Kızamık aşılaması öncesi hastalığın sıklıkla 5 ile 10 yaş ortasında görüldüğünü lisana getiren Dr. Öğr. Üyesi Şen, “1980’li yıllardan sonra aşının birçok ülkede rutin uygulamaya girmesi ile kızamık olaylarının görülme sıklığı azalmış ve hastalığın görülme yaşı ise okul öncesi yaşlarına kaymıştır. Aşılama oranları yetersiz olan toplumlarda hastalık en sık 4 yaş civarında görülmektedir. Anneden plasenta yoluyla geçen antikorlar nedeniyle birinci 3-4 ayda hastalık son derece enderdir. Şayet anne kızamık geçirmemiş yahut kızamığa karşı aşılanmamışsa hastalık yeni doğan bebekte dahi görülebilir. Kızamık hastalığının etkeni bir RNA virüsüdür. Düşük ısılarda canlı kalabildiğinden kış sonu ve ilkbaharda epidemiler yapar. Virüs ile temas sonrası hassas bireylerin yüzde 90’ında hastalık gelişmektedir” biçiminde konuştu.
“KIZAMIK ÖLÜMCÜL OLABİLİR”
Temastan sonra döküntülerin ortaya çıkmasına kadar geçen mühletin yaklaşık 14 gün olduğunu söyleyen Dr. Öğr.

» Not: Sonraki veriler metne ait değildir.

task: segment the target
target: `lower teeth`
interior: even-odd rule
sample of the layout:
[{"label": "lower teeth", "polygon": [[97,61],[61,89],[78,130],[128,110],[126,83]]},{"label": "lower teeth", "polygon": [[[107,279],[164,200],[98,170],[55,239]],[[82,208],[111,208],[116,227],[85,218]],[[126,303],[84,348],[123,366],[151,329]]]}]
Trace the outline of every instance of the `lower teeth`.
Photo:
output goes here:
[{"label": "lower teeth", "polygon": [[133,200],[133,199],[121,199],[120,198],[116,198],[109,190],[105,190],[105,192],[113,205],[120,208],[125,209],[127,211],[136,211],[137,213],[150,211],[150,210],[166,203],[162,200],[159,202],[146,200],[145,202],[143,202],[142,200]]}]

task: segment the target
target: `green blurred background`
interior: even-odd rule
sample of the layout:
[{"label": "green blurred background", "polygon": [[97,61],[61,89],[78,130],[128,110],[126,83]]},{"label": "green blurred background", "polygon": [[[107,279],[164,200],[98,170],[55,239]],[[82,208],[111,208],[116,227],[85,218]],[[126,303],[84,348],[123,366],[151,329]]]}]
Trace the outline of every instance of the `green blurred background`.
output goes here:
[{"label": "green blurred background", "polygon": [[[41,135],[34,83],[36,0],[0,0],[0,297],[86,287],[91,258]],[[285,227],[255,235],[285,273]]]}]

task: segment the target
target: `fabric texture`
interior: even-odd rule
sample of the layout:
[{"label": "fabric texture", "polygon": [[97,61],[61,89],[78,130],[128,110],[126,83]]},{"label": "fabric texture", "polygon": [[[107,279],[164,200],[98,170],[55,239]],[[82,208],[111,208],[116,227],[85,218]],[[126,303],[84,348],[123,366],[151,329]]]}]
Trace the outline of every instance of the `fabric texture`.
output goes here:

Üyesi Şen, “Virüs damlacık yoluyla bulaştıktan sonra teneffüs yolu mukoza hücrelerinde çoğalır, bölgesel lenf bezlerine, oradan da kan yoluyla deri, konjonktiva bronşlar, karaciğer, beyin, dalak ve tüm bedene yayılarak önemli tablolara sebep olabilir. En sık gelişen komplikasyonları otit, zatürre ve beyin zarlarının tutulumu olan ensefalomiyelittir. Kara kızamık olaylarında havale, deliryum, koma, teneffüs yetmezliği, deri ve mukozalarda kanamalı döküntüleri izlenebilir. Çoklukla bağışıklık sistemi baskılanmış çocuklarda görülen bu tablo ölümcüldür.
Kızamık hadiselerinde özel bir tedavi yoktur. Tedavi semptomlara yöneliktir, ağır kızamık olaylarında tedaviye A vitamininin eklenmesiyle mevt ve öbür komplikasyonlar azalmaktadır. Kızamık aşı ile önlenebilir bir hastalıktır. Canlı atenüe kızamık aşısı, kızamıkcık ve kabakulak aşısı ile birlikte tüm çocuklara rutin olarak 12. ayda yapılmaktadır. Aşının ikinci dozu 4 -6 yaşlarında uygulanmaktadır. Kızamığın endemik olduğu bölgelerde yahut salgınlar sırasında süt çocuklarının erken korunması için birinci doz aşı 9. ayda yapılabilir. Epidemiler sırasında aşılama yaşı 6. aya kadar indirilebilir. Birinci aşı dozu 1 yaşından evvel yapılanlar kesinlikle 12-15 aylık iken ikinci defa aşılanmalıdır. Bu çocuklara 4-6 yaşlarında üçüncü doz aşı da gerekmektedir” tabirlerini kullandı.